後半は、佐々木准教授をコーディネーターとして、釜石地域傾聴ボランティア「はなみずき」代表太田フジ江、陸前高田市「岩手自殺防止センター」代表藤原敏博、大槌町吉祥寺住職高橋英悟の各氏と私の意見交換となった。震災地における仮設住宅での格差問題が提起されていた。高齢者が人知れず孤独死している実態が話された。初めて釜石市の保健師も参加した。会場との活発な意見交換がなされ、行政を巻きこんで住民の意見を聴くことができた有意義なシンポジウムであった。

4.「生きる希望と勇気」の相談会開催

現在秋田県内に避難してきている被災者のメンタル支援として「生きる希望と勇気」の相談会を毎月開催した。昨年から秋田県被災者受入支援室の協力を得て、支援室の連絡便に相談会のチラシを同封して送付してもらっている。連絡便は県内避難者を対象に全戸配布しているため、県内に分散している被災者に対しての啓発ができている。今年度の相談者は面談1人、電話相談1人であった。内容は、避難している兄弟との不和と精神状態の悪さ、仮設住宅の移転方法についてであった。

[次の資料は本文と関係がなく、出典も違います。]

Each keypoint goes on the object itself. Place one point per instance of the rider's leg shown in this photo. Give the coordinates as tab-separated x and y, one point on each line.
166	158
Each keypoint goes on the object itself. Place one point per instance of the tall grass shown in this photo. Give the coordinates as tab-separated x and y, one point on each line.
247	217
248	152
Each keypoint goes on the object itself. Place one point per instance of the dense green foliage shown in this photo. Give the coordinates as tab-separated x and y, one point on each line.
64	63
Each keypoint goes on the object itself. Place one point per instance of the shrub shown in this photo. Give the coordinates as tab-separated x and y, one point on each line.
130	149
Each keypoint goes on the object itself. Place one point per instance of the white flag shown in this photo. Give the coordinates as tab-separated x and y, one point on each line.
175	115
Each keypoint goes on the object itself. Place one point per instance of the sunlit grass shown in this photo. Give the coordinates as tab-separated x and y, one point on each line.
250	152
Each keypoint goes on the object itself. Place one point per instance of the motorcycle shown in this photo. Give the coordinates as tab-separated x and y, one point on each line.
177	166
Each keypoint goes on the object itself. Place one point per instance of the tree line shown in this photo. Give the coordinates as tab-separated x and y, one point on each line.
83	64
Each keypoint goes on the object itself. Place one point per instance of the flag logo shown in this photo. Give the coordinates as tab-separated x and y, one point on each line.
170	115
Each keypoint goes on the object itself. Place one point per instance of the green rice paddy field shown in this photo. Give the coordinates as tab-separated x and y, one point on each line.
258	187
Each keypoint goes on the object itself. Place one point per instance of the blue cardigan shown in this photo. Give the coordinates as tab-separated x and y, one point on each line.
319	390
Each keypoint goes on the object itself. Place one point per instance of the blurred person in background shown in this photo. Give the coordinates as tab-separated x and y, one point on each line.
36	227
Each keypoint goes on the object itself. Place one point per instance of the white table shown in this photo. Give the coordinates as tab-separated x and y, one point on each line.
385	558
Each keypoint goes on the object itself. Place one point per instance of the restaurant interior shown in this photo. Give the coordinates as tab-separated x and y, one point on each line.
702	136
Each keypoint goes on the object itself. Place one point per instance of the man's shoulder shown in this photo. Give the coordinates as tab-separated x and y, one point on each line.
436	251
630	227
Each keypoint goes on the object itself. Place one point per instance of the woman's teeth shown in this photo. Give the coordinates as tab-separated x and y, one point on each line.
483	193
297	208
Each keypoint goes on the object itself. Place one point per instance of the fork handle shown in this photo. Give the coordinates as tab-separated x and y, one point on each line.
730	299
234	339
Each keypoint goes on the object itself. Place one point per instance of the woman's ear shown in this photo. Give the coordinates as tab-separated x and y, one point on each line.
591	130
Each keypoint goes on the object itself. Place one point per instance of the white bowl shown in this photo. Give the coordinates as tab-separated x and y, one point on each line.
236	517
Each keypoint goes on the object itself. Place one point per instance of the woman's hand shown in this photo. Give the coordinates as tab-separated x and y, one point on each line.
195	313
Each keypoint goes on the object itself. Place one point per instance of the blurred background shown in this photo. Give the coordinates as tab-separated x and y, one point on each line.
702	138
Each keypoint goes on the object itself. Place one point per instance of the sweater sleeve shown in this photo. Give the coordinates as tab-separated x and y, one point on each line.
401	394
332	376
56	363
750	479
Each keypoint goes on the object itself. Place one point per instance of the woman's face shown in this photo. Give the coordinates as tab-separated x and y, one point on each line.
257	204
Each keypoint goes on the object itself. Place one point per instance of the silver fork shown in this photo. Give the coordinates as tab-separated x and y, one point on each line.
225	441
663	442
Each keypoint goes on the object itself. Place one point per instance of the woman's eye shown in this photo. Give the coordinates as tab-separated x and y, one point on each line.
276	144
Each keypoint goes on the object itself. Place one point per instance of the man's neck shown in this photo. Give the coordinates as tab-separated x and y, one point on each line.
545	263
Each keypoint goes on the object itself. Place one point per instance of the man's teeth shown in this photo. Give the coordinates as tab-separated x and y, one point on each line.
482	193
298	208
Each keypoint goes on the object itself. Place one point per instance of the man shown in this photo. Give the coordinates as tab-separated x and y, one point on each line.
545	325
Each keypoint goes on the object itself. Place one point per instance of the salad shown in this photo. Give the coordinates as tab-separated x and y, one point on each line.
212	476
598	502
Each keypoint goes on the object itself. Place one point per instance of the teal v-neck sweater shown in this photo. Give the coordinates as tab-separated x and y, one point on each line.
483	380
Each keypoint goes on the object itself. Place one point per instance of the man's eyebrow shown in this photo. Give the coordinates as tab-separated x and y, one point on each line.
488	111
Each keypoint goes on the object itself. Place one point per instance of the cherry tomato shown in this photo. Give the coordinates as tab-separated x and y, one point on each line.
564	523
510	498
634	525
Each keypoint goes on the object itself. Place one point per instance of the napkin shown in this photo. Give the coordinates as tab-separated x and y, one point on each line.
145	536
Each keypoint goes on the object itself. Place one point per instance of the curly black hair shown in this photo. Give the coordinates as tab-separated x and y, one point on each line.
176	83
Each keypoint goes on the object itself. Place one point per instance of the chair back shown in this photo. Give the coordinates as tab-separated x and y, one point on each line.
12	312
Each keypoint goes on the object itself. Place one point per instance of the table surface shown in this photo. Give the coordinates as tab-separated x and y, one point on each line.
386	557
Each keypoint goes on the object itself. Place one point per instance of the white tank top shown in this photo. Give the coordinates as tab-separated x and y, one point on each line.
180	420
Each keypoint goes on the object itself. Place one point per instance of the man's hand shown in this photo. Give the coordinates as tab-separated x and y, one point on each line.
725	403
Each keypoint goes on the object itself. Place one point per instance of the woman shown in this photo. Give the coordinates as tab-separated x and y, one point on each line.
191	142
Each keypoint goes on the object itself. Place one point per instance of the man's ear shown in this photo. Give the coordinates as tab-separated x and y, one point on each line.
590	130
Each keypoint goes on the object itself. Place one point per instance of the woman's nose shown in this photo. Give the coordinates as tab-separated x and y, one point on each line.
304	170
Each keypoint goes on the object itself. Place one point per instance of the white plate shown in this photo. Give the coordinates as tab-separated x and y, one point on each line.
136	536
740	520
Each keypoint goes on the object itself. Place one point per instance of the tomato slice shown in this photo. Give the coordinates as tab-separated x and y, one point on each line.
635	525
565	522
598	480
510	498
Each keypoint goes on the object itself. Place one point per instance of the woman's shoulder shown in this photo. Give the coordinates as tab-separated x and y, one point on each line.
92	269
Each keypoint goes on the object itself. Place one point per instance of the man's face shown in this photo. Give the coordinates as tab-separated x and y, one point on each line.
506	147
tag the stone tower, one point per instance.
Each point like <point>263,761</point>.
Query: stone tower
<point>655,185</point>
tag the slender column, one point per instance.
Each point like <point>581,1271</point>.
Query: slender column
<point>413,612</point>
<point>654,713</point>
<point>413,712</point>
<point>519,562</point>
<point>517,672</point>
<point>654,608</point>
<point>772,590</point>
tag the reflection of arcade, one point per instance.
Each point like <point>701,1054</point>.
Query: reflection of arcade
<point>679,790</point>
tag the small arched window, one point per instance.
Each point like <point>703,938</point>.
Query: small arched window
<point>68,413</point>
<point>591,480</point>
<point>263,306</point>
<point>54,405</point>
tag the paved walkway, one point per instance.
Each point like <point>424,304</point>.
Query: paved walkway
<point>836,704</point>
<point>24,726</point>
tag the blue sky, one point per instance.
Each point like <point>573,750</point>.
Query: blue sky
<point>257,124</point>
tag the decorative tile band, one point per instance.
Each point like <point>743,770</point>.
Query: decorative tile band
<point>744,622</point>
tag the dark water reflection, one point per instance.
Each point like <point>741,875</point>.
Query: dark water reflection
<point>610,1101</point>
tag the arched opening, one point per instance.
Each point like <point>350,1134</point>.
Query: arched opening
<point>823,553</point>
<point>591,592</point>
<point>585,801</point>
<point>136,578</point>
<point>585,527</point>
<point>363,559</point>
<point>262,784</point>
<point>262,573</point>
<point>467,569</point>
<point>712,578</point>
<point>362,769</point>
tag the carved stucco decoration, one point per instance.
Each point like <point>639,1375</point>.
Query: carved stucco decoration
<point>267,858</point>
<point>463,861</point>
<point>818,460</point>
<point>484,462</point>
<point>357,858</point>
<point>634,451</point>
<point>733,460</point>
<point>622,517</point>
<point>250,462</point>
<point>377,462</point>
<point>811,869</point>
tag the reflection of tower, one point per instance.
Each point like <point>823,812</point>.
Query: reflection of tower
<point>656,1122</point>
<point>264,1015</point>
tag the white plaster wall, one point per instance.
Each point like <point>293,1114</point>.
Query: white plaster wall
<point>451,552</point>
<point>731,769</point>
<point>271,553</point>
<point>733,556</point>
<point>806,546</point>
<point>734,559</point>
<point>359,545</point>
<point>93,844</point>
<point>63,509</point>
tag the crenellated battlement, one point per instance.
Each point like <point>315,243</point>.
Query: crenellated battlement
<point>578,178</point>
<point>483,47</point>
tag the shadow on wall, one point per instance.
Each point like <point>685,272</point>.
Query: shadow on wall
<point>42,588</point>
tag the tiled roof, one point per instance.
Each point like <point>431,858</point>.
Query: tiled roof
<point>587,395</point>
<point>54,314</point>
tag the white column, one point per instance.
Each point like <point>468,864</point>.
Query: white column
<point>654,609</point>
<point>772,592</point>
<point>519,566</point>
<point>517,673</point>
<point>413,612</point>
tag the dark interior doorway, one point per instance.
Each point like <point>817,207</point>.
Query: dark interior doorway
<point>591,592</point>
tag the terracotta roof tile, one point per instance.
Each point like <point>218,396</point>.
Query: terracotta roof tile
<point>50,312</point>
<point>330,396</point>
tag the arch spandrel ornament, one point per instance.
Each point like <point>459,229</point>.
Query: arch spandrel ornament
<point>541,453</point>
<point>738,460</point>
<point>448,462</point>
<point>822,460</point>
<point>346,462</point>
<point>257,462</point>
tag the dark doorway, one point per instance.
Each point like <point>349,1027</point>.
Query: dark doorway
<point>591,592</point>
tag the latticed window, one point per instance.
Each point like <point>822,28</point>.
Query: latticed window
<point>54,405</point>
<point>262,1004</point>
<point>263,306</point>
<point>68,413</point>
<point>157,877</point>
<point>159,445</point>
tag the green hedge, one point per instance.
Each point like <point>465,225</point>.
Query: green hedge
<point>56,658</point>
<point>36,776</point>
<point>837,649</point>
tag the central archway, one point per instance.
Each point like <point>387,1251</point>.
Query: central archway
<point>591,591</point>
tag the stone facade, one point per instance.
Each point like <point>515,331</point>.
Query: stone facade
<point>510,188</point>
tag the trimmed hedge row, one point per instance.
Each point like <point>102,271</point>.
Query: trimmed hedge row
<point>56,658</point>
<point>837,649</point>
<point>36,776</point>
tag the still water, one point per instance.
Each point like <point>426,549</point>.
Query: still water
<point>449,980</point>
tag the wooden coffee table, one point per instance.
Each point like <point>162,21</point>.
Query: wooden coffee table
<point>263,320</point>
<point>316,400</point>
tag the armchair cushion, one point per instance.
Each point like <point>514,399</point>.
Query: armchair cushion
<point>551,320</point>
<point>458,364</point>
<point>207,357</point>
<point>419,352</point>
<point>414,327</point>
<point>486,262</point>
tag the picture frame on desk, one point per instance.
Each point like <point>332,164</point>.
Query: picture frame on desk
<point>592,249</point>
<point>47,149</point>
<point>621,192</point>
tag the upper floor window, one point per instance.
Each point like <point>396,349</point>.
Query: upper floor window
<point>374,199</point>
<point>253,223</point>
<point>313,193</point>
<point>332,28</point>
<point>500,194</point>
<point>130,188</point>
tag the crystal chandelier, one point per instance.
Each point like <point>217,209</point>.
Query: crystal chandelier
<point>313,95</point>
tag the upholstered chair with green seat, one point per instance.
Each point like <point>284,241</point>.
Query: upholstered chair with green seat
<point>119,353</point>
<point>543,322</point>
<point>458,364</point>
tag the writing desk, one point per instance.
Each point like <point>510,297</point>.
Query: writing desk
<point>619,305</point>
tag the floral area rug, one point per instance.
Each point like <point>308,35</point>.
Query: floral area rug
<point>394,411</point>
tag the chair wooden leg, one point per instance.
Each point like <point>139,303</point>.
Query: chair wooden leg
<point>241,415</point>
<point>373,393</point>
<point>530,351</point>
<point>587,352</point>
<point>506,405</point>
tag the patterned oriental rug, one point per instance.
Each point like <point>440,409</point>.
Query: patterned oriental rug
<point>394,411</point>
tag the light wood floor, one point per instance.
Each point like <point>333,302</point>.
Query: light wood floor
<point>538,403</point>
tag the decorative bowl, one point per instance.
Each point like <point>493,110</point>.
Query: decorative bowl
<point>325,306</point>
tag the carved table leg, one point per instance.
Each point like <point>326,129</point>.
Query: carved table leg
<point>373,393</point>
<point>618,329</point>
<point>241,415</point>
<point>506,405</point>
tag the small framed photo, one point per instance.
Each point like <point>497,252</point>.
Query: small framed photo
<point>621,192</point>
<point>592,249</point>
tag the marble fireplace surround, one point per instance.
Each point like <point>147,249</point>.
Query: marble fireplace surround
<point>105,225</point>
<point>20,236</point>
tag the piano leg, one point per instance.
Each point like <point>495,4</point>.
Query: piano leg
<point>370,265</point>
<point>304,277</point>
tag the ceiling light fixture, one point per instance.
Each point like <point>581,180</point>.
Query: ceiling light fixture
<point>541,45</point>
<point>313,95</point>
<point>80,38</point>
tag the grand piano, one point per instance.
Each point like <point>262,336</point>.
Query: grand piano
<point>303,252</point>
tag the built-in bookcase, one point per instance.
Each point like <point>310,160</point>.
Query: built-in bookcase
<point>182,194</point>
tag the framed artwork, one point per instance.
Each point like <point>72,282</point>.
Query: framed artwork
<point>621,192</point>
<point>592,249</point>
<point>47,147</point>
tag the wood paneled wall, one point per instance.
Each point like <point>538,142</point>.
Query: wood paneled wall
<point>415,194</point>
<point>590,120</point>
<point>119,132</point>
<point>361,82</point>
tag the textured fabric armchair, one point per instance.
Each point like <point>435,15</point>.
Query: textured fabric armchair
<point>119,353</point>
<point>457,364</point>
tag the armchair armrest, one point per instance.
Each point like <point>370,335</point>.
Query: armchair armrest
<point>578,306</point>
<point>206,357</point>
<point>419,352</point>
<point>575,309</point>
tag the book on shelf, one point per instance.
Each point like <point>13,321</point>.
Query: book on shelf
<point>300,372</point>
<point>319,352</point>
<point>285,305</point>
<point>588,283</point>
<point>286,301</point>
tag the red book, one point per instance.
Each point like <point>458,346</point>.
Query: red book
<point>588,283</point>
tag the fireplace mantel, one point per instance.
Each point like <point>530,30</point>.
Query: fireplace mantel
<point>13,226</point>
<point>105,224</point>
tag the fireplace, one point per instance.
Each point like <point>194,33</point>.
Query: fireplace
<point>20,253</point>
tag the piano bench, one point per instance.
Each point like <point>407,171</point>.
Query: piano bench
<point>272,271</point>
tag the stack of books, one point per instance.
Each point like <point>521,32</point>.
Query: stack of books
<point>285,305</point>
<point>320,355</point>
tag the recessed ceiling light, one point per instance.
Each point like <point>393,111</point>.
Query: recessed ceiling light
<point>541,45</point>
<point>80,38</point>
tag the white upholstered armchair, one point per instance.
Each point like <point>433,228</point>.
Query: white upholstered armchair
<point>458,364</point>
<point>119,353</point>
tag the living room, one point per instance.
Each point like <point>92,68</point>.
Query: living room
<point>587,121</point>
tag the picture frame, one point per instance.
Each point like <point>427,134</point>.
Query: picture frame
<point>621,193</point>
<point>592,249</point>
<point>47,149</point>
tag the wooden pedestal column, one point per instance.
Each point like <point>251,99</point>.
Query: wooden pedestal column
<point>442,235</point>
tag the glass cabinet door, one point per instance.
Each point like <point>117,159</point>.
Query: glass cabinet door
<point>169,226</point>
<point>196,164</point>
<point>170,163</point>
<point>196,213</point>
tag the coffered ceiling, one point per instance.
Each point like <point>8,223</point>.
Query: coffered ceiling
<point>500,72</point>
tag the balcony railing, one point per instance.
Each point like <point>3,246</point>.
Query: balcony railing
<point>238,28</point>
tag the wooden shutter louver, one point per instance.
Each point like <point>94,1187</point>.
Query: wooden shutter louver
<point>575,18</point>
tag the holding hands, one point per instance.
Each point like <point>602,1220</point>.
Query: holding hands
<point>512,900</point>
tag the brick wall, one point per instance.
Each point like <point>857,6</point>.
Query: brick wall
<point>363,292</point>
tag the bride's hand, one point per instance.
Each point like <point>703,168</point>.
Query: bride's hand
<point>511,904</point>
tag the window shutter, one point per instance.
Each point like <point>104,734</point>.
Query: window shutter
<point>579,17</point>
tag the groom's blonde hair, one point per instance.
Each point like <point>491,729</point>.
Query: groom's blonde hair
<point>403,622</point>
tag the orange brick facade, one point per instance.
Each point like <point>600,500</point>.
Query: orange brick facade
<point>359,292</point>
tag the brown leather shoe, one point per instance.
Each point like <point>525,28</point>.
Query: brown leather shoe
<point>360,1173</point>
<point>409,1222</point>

秋田県に避難してきている被災者は福島県が最も多く、今後避難生活が長期化することが予想される。今年3月に発表された警察庁統計によると、震災関連自殺が昨年に比べて14人増え、38人であった。なかでも福島県は3年間連続で自殺者が増加しており、先が見えない復興への絶望感が自殺者数増加につながっているよう感じる。秋田県内の避難者から自殺者を出さないためにも、被災者に「生きる希望と勇気」を与える相談活動を継続してくことが必要であると感じている。